Bei FSME deute sich an, dass die Impfung für etwa zehn Jahre Schutz vermittele. »Die ständigen Booster alle drei oder fünf Jahre sind nicht nötig«, sagte Jelinek. Das gelte unabhängig von der Altersgruppe.

Neuerungen gab es auch bei den Pneumokokken-Impfstoffen: Hier wurden in diesem Jahr mit dem 20-valenten Konjugatimpfstoff Apexxnar® von Pfizer und dem 15-valenten Konjugatimpfstoff Vaxneuvance® von MSD zwei neue Präparate zugelassen. Damit habe man mehr Möglichkeiten, einen guten Schutz anzubieten und die bisher niedrigen Impfquoten in dieser Indikation anzuheben, sagte der Mediziner.

Bei Denguefieber sei noch mit der Zulassung eines Impfstoffs zu rechnen: Zu dem tetravalenten Lebendimpfstoff Dengvaxia® von Sanofi Pasteur, der in Deutschland nicht verfügbar ist, komme vermutlich im vierten Quartal ein weiterer Impfstoff hinzu, berichtete Jelinek. Dabei handelt es sich um QDenga® (TAK03) von Takeda, ebenfalls ein teravalenter Lebendimpfstoff, der allerdings auf abgeschwächten Dengueviren basiert. Der Schutz vor Hospitalisierungen betrage etwa 95 Prozent. »Das wird für die Reisemedizin eine wichtige Innovation werden«, sagte Jelinek.

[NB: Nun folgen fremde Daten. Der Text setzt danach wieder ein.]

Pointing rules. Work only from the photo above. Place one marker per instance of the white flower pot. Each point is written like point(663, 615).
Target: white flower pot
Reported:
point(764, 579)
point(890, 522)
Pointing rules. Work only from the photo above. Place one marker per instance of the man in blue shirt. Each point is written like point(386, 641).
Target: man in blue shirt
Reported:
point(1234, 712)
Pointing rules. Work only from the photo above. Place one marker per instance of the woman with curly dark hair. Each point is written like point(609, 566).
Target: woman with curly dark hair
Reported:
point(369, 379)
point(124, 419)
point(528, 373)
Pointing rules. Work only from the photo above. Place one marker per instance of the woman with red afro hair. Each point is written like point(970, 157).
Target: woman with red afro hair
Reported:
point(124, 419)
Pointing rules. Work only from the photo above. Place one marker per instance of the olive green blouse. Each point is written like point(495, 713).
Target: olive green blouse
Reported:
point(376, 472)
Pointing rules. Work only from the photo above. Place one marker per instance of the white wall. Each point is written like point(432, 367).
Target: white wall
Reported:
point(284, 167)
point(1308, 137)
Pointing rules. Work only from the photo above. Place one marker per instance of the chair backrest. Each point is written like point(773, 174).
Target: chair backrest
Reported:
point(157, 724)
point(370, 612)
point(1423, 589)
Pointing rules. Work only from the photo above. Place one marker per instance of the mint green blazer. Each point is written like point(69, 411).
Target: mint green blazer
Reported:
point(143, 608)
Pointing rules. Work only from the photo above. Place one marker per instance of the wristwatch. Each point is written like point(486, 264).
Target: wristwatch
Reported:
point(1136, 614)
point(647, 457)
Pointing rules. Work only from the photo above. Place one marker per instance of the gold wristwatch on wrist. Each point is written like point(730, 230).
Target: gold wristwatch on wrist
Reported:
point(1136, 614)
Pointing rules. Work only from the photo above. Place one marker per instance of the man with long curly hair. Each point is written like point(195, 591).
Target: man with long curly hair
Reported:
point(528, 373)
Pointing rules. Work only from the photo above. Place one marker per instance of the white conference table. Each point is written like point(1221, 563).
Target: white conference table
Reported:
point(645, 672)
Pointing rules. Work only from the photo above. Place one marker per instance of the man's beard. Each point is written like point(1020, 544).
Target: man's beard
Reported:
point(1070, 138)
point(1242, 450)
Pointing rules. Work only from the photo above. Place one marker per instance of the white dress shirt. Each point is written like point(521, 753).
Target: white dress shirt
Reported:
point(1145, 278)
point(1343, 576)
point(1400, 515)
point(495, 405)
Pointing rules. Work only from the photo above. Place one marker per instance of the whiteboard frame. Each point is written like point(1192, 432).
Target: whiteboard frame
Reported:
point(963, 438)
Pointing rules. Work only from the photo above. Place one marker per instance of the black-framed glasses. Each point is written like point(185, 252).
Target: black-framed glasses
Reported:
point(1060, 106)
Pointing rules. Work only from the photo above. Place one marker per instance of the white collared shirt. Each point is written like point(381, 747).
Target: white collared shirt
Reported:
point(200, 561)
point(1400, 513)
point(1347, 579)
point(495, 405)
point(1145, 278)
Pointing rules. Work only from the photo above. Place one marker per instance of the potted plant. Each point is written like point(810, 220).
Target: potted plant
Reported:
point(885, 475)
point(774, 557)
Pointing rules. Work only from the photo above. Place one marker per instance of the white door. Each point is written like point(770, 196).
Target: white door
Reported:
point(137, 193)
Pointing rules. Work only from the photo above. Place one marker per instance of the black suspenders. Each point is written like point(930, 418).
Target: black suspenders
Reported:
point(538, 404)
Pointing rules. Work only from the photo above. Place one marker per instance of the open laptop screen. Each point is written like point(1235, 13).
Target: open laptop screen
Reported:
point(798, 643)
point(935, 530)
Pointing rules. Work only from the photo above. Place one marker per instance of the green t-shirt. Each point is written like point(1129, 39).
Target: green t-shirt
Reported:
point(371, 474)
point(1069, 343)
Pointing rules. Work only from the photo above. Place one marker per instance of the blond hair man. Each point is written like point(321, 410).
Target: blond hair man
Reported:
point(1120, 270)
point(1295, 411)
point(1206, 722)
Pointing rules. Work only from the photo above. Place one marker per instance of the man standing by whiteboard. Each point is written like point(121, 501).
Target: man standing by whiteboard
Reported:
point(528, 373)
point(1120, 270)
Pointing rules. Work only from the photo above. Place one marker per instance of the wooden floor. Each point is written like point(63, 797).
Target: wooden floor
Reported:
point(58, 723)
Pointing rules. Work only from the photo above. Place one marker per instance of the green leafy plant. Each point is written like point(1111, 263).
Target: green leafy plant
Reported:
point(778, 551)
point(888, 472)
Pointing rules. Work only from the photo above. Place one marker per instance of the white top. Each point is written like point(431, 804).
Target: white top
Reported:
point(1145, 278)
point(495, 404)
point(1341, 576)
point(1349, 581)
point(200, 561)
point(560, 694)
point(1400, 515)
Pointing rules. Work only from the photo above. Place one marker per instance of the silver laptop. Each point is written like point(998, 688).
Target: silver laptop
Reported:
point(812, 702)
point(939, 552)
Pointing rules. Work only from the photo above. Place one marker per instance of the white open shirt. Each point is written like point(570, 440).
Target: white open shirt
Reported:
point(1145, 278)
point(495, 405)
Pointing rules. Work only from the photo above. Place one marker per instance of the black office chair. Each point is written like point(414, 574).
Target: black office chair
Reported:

Vermutlich im ersten Quartal des kommenden Jahres werde auch ein Impfstoff gegen Chikungunyafieber zugelassen werden. Mehrere Firmen arbeiteten an einer solchen Vakzine. Das Unternehmen Valneva hat eine Phase-III-Studie zu seinem Impfstoff VLA1553-301 mit guten Daten abgeschlossen. »Wir werden also nächstes Jahr gegen Chikungunya und Denguefieber impfen können«, zeigte sich der Mediziner optimistisch.